So again, we've got the right distribution, all from LINQ-to-SQL. Sorted?

Marc Gravell
+1  A: 

My first idea was the same as Ron Klein's - create a weighted list and select randomly from that.

Here's a LINQ extension method to create the weighted list from the normal list, given a lambda function that knows the weight property of the object.

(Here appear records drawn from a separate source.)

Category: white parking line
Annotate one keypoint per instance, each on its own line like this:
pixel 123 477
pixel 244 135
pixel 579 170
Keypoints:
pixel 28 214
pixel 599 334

Don't worry if you don't get all the generics stuff right away... The usage below should make it clearer:

using System;
using System.Collections.Generic;
using System.Linq;
using System.Text;

namespace ConsoleApplication1
{
    public class Item
    {
        public int Weight { get; set; }
        public string Name { get; set; }
    }

    public static class Extensions
    {
        public static IEnumerable<T> Weighted<T>(this IEnumerable<T> list, Func<T, int> weight)
        {
            foreach (T t in list)
                for (int i = 0; i < weight(t); i++)
                    yield return t;
        }
    }

    class Program
    {
        static void Main(string[] args)
        {
            List<Item> list = new List<Item>();
            list.Add(new Item { Name = "one", Weight = 5 });
            list.Add(new Item { Name = "two", Weight = 1 });

            Random rand = new Random(0);

            list = list.Weighted<Item>(x => x.Weight).ToList();

            for (int i = 0; i < 20; i++)
            {
                int index = rand.Next(list.Count());
                Console.WriteLine(list.ElementAt(index).Name);
            }

            Console.ReadLine();
        }
    }
}

As you can see from the output, the results are both random and weighted as you require.

ifatree
A LINQ-to-SQL answer that is (essentially) "bring the entire table in-process" is rarely a good idea...
Marc Gravell
i understand what you mean, but the advice is almost too specific to apply to my solution. you might want to mention it as a caveat of why the OP wants to do this through LINQ at all, but as to how to actually do it with LINQ, this is the right way. if your domain objects are big, you'd use Item as a Proxy to hold the weight and the unique ID, then go back to get the "real object" from the ID when you need it. also your advice only applies to tables that can grow to unlimited size; for small collections that you want cached, bringing in the entire table is much better than repeated DB trips.
ifatree
Who said anything about repeated? You can do it in one hit to the db, fetching one row. Oh well...
Marc Gravell
A: 

The reason the GUID (NEWID) function was being used in the SQL example you are looking at is simply that SQL Servers RAND function only calculates once per statement. So is useless in a randomising select.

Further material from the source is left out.